Clinical heterogeneity will be assessed by examining the participants, interventions and outcome measures included in the trials. Statistical heterogeneity will be assessed by inspection of a graphical display of the estimated treatment effects from the trials along with their 95% confidence intervals. The significance of any discrepancies in the estimates of the treatment effects from the different trials will be assessed by means of Cochran's test for heterogeneity and quantified by the I² statistic.

Assessment of reporting biases

Where patient symptoms are recalled by the patient, reporting bias will be assessed.

A funnel plot will be drawn if sufficient trials are identified. Asymmetry of the funnel plot may indicate publication bias and other biases related to sample size, though it may also represent a true relationship between trial size and effect size. A formal investigation of the degree of asymmetry will undertaken using the method proposed by Egger 1997 if data allow.

Data synthesis

For dichotomous outcomes, the estimates of effect of an intervention will be expressed as risk ratios together with 95% confidence intervals.
For continuous outcomes, mean differences and standard deviations will be used to summarise the data. The statistical unit will be the patient.

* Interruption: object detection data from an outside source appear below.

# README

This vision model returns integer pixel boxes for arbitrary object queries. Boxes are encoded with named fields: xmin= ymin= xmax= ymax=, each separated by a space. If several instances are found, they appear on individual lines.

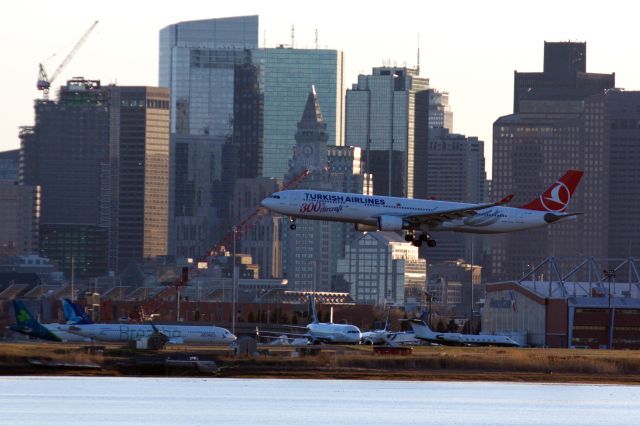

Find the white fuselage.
xmin=42 ymin=323 xmax=91 ymax=342
xmin=262 ymin=189 xmax=564 ymax=234
xmin=307 ymin=322 xmax=362 ymax=344
xmin=411 ymin=322 xmax=520 ymax=347
xmin=67 ymin=324 xmax=236 ymax=344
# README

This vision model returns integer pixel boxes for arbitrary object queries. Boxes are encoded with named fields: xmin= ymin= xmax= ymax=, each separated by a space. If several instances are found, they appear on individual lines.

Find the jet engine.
xmin=354 ymin=223 xmax=378 ymax=232
xmin=378 ymin=215 xmax=408 ymax=231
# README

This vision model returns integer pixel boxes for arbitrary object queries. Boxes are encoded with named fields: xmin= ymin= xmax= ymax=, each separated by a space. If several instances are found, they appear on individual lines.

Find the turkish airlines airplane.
xmin=261 ymin=170 xmax=582 ymax=247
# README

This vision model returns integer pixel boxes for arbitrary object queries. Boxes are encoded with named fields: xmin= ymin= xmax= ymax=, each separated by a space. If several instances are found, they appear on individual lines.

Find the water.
xmin=0 ymin=377 xmax=640 ymax=426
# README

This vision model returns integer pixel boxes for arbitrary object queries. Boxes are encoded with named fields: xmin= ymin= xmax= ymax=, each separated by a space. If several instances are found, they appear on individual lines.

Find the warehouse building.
xmin=482 ymin=257 xmax=640 ymax=349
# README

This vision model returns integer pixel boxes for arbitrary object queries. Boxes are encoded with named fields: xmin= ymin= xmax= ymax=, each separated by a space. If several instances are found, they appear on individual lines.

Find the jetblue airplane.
xmin=9 ymin=300 xmax=90 ymax=342
xmin=307 ymin=297 xmax=362 ymax=344
xmin=409 ymin=319 xmax=520 ymax=347
xmin=62 ymin=298 xmax=93 ymax=324
xmin=66 ymin=323 xmax=236 ymax=345
xmin=256 ymin=296 xmax=362 ymax=344
xmin=261 ymin=170 xmax=582 ymax=247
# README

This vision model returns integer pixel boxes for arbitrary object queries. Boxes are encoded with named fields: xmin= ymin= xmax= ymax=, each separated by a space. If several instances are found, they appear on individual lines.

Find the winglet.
xmin=497 ymin=194 xmax=513 ymax=204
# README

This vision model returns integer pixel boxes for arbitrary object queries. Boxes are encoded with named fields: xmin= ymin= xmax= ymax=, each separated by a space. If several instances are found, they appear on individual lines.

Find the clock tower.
xmin=290 ymin=86 xmax=329 ymax=174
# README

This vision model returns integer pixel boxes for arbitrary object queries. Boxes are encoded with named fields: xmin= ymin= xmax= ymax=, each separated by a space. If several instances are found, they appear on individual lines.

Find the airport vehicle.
xmin=409 ymin=319 xmax=520 ymax=347
xmin=361 ymin=310 xmax=419 ymax=346
xmin=256 ymin=296 xmax=362 ymax=344
xmin=66 ymin=323 xmax=236 ymax=345
xmin=361 ymin=309 xmax=395 ymax=345
xmin=307 ymin=297 xmax=362 ymax=344
xmin=261 ymin=170 xmax=583 ymax=247
xmin=9 ymin=300 xmax=90 ymax=342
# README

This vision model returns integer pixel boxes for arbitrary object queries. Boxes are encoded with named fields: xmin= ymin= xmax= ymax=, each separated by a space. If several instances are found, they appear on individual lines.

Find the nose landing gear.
xmin=404 ymin=232 xmax=436 ymax=247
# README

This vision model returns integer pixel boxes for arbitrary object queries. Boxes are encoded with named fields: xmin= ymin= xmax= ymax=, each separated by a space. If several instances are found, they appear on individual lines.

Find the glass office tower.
xmin=159 ymin=15 xmax=258 ymax=136
xmin=253 ymin=46 xmax=344 ymax=178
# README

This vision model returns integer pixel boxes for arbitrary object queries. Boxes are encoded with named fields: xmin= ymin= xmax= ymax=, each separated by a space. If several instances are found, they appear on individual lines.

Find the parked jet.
xmin=256 ymin=296 xmax=362 ymax=344
xmin=409 ymin=319 xmax=520 ymax=346
xmin=61 ymin=299 xmax=93 ymax=324
xmin=261 ymin=170 xmax=582 ymax=247
xmin=9 ymin=300 xmax=90 ymax=342
xmin=362 ymin=310 xmax=419 ymax=346
xmin=67 ymin=323 xmax=236 ymax=345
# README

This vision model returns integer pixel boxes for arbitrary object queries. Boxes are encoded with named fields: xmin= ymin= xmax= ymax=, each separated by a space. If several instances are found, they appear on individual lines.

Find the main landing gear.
xmin=404 ymin=232 xmax=436 ymax=247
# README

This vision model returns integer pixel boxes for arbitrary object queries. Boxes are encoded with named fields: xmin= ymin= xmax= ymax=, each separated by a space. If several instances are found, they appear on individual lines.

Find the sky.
xmin=0 ymin=0 xmax=640 ymax=175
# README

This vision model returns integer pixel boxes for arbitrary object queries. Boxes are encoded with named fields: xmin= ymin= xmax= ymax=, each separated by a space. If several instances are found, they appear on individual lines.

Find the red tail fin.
xmin=520 ymin=170 xmax=582 ymax=213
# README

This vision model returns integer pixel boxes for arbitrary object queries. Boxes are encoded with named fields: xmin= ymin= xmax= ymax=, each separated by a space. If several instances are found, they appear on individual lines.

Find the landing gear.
xmin=404 ymin=232 xmax=436 ymax=247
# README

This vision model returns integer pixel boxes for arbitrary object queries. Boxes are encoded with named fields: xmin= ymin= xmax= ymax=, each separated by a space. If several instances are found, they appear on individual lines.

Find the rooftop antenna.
xmin=291 ymin=24 xmax=296 ymax=49
xmin=416 ymin=33 xmax=420 ymax=75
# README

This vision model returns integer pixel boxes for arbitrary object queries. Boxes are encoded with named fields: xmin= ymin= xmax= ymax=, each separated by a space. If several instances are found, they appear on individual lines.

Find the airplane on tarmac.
xmin=409 ymin=319 xmax=520 ymax=347
xmin=9 ymin=300 xmax=91 ymax=342
xmin=261 ymin=170 xmax=583 ymax=247
xmin=257 ymin=296 xmax=362 ymax=344
xmin=67 ymin=323 xmax=236 ymax=345
xmin=362 ymin=309 xmax=418 ymax=346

Meta‐analyses will be undertaken only on studies of similar comparisons reporting the same outcome measures. The Cochrane Statistical Methods Group guidelines will be followed, calculating risk ratios along with 95% confidence intervals and they will be combined using a random‐effects model where more than three trials are combined. The number needed to treat (NNT) will be calculated as appropriate.

Subgroup analysis and investigation of heterogeneity

The Cochran's test for heterogeneity will be used providing there are sufficient trials included in the review.

Sensitivity analysis

Provided that there are sufficient trials included in the review, sensitivity analysis will be undertaken for aspects of study quality and for potential sources of heterogeneity specified a priori as follows: excluding/including unpublished studies, excluding/including studies of low quality and excluding/including one or more large studies to assess how much they dominate the results. The association of radiotherapy with estimated effects will be examined by performing random‐effects meta‐regression analysis in STATA version 7.0 (STATA Corporation, USA), using the program Metareg. Further potential sources of heterogeneity will be investigated as determined from the study reports, although these will clearly be identified as 'post‐hoc' analyses and the results treated with caution.